The purpose of the OBPS and its provincial counterparts is not to expose heavy emitters to the carbon price, but to shield them from it, so they can remain competitive in global markets. [Federal and provincial carbon pricing systems do not impair large industrial emitters' profits — or reduce their emissions. Oilsands emissions do nothing but climb year after year.

The federal OBPS is a joke, but AB's system is even worse. TIER dollars are effectively recycled back to industry to fund carbon capture technology and research. Projects industry should be paying for in the first place.
Failure by design.

Excellent points. The thing is, oil sands are expensive to exploit for oil, so the cost of extracting and processing bitumen is higher than what the Suadis et al pay to pump their easier oil to the surface.
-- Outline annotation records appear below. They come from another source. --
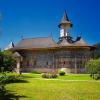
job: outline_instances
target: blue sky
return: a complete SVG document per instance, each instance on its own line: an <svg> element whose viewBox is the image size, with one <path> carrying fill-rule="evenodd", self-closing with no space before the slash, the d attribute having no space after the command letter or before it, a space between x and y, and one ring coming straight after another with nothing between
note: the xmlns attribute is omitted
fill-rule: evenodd
<svg viewBox="0 0 100 100"><path fill-rule="evenodd" d="M100 42L100 0L0 0L0 48L24 38L59 38L58 24L66 9L73 23L71 35L89 44Z"/></svg>

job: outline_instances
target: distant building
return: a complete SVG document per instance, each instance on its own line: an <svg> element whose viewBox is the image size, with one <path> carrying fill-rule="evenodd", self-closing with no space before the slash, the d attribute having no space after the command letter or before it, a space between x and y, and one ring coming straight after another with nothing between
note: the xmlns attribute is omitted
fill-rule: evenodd
<svg viewBox="0 0 100 100"><path fill-rule="evenodd" d="M69 29L66 11L58 25L60 38L56 43L52 37L22 39L17 45L10 44L9 49L17 59L16 71L57 72L66 68L67 73L82 73L85 63L90 59L90 52L94 47L87 45L82 37L73 40Z"/></svg>

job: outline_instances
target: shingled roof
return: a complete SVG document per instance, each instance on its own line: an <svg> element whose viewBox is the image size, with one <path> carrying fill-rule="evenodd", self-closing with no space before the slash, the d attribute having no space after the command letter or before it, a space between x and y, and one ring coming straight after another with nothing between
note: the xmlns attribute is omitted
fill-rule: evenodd
<svg viewBox="0 0 100 100"><path fill-rule="evenodd" d="M88 46L87 43L82 39L80 38L80 40L76 41L74 43L75 46Z"/></svg>
<svg viewBox="0 0 100 100"><path fill-rule="evenodd" d="M52 37L22 39L14 49L52 48L57 44Z"/></svg>

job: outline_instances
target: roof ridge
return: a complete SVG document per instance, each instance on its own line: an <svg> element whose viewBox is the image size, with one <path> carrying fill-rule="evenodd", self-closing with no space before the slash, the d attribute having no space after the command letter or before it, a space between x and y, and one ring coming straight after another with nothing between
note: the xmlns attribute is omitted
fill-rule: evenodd
<svg viewBox="0 0 100 100"><path fill-rule="evenodd" d="M51 36L48 37L32 37L32 38L23 38L21 40L26 40L26 39L38 39L38 38L52 38Z"/></svg>

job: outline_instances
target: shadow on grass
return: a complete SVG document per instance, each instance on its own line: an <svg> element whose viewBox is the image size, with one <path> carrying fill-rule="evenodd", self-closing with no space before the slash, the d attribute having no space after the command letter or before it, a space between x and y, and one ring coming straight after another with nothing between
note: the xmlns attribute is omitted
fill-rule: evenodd
<svg viewBox="0 0 100 100"><path fill-rule="evenodd" d="M20 98L27 98L27 96L18 95L14 91L8 90L0 92L0 100L20 100Z"/></svg>

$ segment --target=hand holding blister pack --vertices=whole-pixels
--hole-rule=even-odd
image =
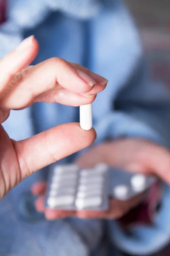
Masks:
[[[80,125],[85,131],[92,128],[91,103],[80,106]],[[56,164],[48,180],[45,206],[65,210],[107,210],[110,198],[129,200],[156,180],[153,176],[113,169],[103,163],[84,169],[75,164]]]
[[[74,164],[51,170],[45,207],[66,210],[107,210],[110,197],[128,200],[148,189],[157,179],[109,168],[101,163],[80,169]]]

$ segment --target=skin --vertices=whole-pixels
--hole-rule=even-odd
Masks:
[[[23,109],[38,102],[88,104],[105,88],[108,80],[62,59],[52,58],[26,67],[38,51],[38,43],[31,37],[0,61],[0,123],[8,118],[11,110]],[[15,141],[0,125],[0,199],[24,178],[89,146],[96,137],[94,129],[86,131],[79,124],[73,123]]]
[[[79,106],[94,101],[105,89],[107,80],[76,64],[54,58],[34,66],[26,67],[38,51],[33,37],[0,61],[0,122],[8,117],[11,110],[26,108],[36,102],[58,102]],[[84,72],[83,78],[78,70]],[[90,75],[96,82],[91,83]],[[76,138],[79,137],[79,140]],[[79,124],[65,124],[19,141],[11,139],[0,126],[0,198],[23,178],[36,171],[91,145],[96,137],[95,131],[81,129]],[[139,139],[125,139],[105,143],[91,148],[77,159],[82,167],[99,162],[128,171],[152,173],[170,184],[170,154],[164,148]],[[35,203],[37,210],[48,219],[76,216],[79,218],[116,218],[139,204],[140,195],[122,202],[110,199],[107,212],[65,212],[45,209],[46,184],[39,183],[31,189],[40,195]]]
[[[90,148],[76,161],[81,167],[88,168],[99,163],[135,173],[155,175],[170,184],[170,153],[165,148],[149,141],[127,138],[105,142]],[[45,209],[44,193],[46,183],[34,184],[33,195],[39,196],[35,202],[37,211],[44,212],[47,219],[76,216],[79,218],[117,219],[144,200],[145,193],[124,202],[110,198],[107,211],[66,211]]]

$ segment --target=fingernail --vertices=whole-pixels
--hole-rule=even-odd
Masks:
[[[89,94],[88,93],[80,93],[82,96],[84,96],[84,97],[88,97],[88,98],[90,98],[91,97],[94,97],[97,95],[96,94]]]
[[[96,81],[93,78],[85,72],[83,72],[83,71],[79,70],[77,70],[76,71],[79,76],[86,83],[87,83],[90,86],[92,87],[96,84]]]
[[[23,41],[21,42],[20,44],[16,48],[17,51],[23,51],[27,48],[28,46],[30,45],[32,43],[32,40],[34,38],[34,35],[31,35],[27,38],[24,39]]]
[[[96,83],[97,83],[97,84],[101,84],[101,85],[105,85],[108,82],[108,80],[103,76],[99,76],[96,73],[94,73],[93,72],[91,72],[91,76]]]

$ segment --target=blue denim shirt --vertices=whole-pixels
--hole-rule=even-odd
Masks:
[[[135,26],[119,1],[10,0],[8,4],[8,20],[0,29],[1,57],[22,38],[34,34],[40,43],[34,64],[60,57],[109,80],[93,104],[95,143],[108,137],[128,136],[169,147],[170,97],[164,84],[150,78]],[[78,121],[78,111],[77,108],[38,103],[11,111],[3,126],[11,137],[20,140]],[[102,221],[42,219],[32,223],[28,218],[27,222],[19,217],[22,195],[36,181],[45,178],[48,168],[25,179],[0,202],[0,240],[5,238],[0,242],[3,256],[86,256],[99,245],[103,231]],[[153,253],[165,244],[170,236],[170,190],[165,185],[164,195],[154,227],[136,227],[129,237],[116,222],[109,222],[108,234],[113,243],[134,255]]]

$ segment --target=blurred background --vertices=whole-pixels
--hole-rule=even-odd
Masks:
[[[139,29],[153,78],[170,86],[170,1],[125,0]]]
[[[155,79],[170,88],[170,1],[125,0],[139,29]],[[169,256],[170,245],[153,256]]]

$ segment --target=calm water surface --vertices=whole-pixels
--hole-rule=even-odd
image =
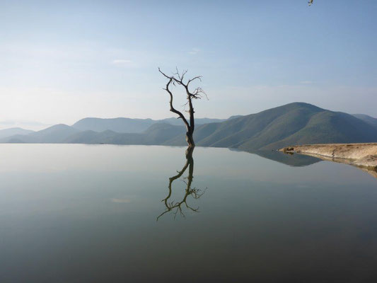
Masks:
[[[377,179],[185,150],[0,145],[0,282],[377,282]]]

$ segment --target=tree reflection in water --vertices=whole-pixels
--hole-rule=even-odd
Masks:
[[[193,178],[193,174],[194,174],[194,158],[192,158],[192,153],[194,152],[194,147],[193,146],[189,146],[187,149],[186,150],[186,163],[183,166],[181,171],[178,171],[178,174],[169,178],[169,185],[168,186],[168,188],[169,190],[169,192],[168,194],[168,196],[164,198],[161,202],[163,202],[165,204],[165,206],[166,207],[166,209],[165,212],[161,213],[158,217],[157,220],[160,217],[161,217],[163,214],[172,212],[174,214],[174,218],[175,219],[177,214],[180,214],[182,216],[185,216],[185,214],[183,213],[183,208],[185,207],[187,209],[195,212],[198,212],[199,207],[197,208],[193,208],[190,207],[187,204],[187,197],[189,196],[191,196],[193,199],[197,200],[200,197],[202,197],[204,193],[205,192],[205,190],[201,190],[197,189],[196,187],[191,187],[192,183],[192,178]],[[186,187],[185,189],[185,195],[183,197],[183,199],[180,202],[177,202],[175,200],[170,200],[170,198],[172,195],[172,185],[173,183],[177,180],[179,179],[183,173],[186,171],[186,170],[188,168],[188,175],[186,178],[183,178],[183,183],[186,185]]]

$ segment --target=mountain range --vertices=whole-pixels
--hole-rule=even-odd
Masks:
[[[254,151],[293,144],[377,142],[377,119],[304,103],[226,120],[195,122],[194,139],[202,146]],[[18,133],[1,138],[0,142],[185,146],[185,133],[182,121],[175,118],[85,118],[72,126],[57,125],[26,134]]]

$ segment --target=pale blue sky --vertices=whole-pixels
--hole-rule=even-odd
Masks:
[[[0,121],[171,117],[157,68],[175,66],[203,76],[197,117],[294,101],[376,117],[376,15],[373,0],[0,0]]]

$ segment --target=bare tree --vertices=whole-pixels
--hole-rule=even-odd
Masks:
[[[182,73],[180,74],[178,71],[178,69],[176,69],[176,72],[173,73],[172,76],[168,76],[163,73],[160,68],[158,68],[158,71],[161,73],[163,76],[165,76],[166,79],[168,79],[168,83],[166,83],[166,87],[163,88],[165,91],[169,93],[169,96],[170,97],[170,100],[169,102],[170,106],[170,111],[177,114],[178,115],[178,119],[180,118],[185,123],[185,125],[186,126],[186,141],[187,142],[189,147],[193,147],[195,146],[195,143],[194,142],[193,138],[193,134],[194,134],[194,129],[195,128],[195,122],[194,120],[194,113],[195,112],[194,111],[194,107],[192,106],[192,100],[194,99],[200,99],[203,96],[205,96],[207,98],[207,94],[202,89],[202,88],[196,88],[193,91],[191,91],[189,88],[190,83],[195,80],[199,80],[202,81],[202,76],[195,76],[192,79],[190,79],[187,80],[187,81],[185,83],[185,75],[187,74],[187,70],[184,70]],[[188,105],[189,110],[188,113],[190,115],[190,120],[187,121],[186,118],[185,117],[185,115],[182,114],[180,111],[178,111],[176,110],[174,106],[173,105],[173,93],[171,92],[170,86],[171,85],[175,86],[183,86],[185,88],[185,91],[186,91],[186,98],[187,100],[187,102],[186,103],[186,105]]]

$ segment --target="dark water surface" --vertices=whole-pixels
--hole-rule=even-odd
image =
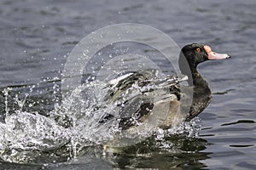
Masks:
[[[24,99],[23,92],[32,88],[23,110],[47,116],[61,102],[56,99],[61,97],[61,72],[67,54],[84,36],[106,26],[148,25],[180,47],[207,43],[232,58],[200,65],[214,94],[200,115],[198,137],[168,137],[166,142],[173,147],[167,149],[149,139],[113,156],[102,156],[96,146],[84,150],[73,163],[47,154],[33,163],[0,160],[0,169],[255,169],[255,9],[253,0],[1,1],[1,122],[6,112],[3,89],[8,87],[13,88],[7,97],[10,113],[18,108],[15,94]]]

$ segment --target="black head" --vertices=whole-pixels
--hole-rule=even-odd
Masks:
[[[197,65],[201,62],[206,60],[224,60],[230,57],[230,56],[226,54],[217,54],[212,51],[212,48],[207,45],[192,43],[182,48],[178,64],[182,73],[184,67],[188,65],[190,71],[193,72],[194,69],[195,71]]]

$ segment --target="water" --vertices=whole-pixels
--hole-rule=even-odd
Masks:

Anything that puts a lid on costs (lower CT rates, massive public subsidies, etc) is therefore most welcome.

Peak oil supply theories did uncover some interesting facts, one being that the Saudi's have been pumping seawater into their massive conventional oil deposits because the drawdown has lowered pressure. They never publish accurate extraction and supply data to complement their harder to hide production and export data, essentially thinly covering up the fact that depletion is a fact of life there.

Peak oil supply theory gave in to peak oil demand. The supply kept flowing due to the extraordinary measures taken to keep it that way. But with climate now a Number One Issue, demand for oil is the inverse of the levels of investment in renewables, and the world investment especially in solar and wind recently hit parity with the money invested in oil -- even with subsidies.

Something has to give, and that will be the demand for fossil fuels. The central question today is, Will renewables displace fossil fuels quickly enough, and if not how can that be ramped up?

At a certain point, though, a government that's been in power for eight years but that increasingly has difficulty managing clear and basic communications with the media or the public is responsible for its own fate. This is a key task of a modern government and it's hard to understand why the federal Liberals are so bad at it.

You'd expect a former drama teacher to be good at least at communications.

And you'd expect a former Harper attack dog ie. P.P. to shout louder and longer and use a silly slogan.
Still, I hear your point.
The Liberals must do a much better job (and they have lately it seems) on communicating all policy benefits, but the Carbon Rebate program should be priority one.

“…with a higher carbon tax on oil and gas production”. Good idea! Even more so if the tax would override the very unfair carbon tax cap of $30/tonne the BC NDP have given LNG Canada. We are paying $65/tonne now and the LNG fo$$holes are capped at $30! Thanks to the No Damn Principles government here in BC!

Here's an example of why there's just no helping some people.
Even though we all know that the entire political right wing has lost the credibility to govern at this existential time because they refuse to accept the science of climate change, period, bothsidesism still persists in our media, and not just in evil "social" media, also in some progressive media, on TV, even CBC and regularly in mainstream media like the Globe and Mail.
This fellow knows what's going on obviously because he's talking about the undermining of our institutions being a central contributor to our general "unhappiness" but not once does he name the "underminers in chief," i.e. the conservatives.

Don't Trust Trudeau, he is.lying to Canadians.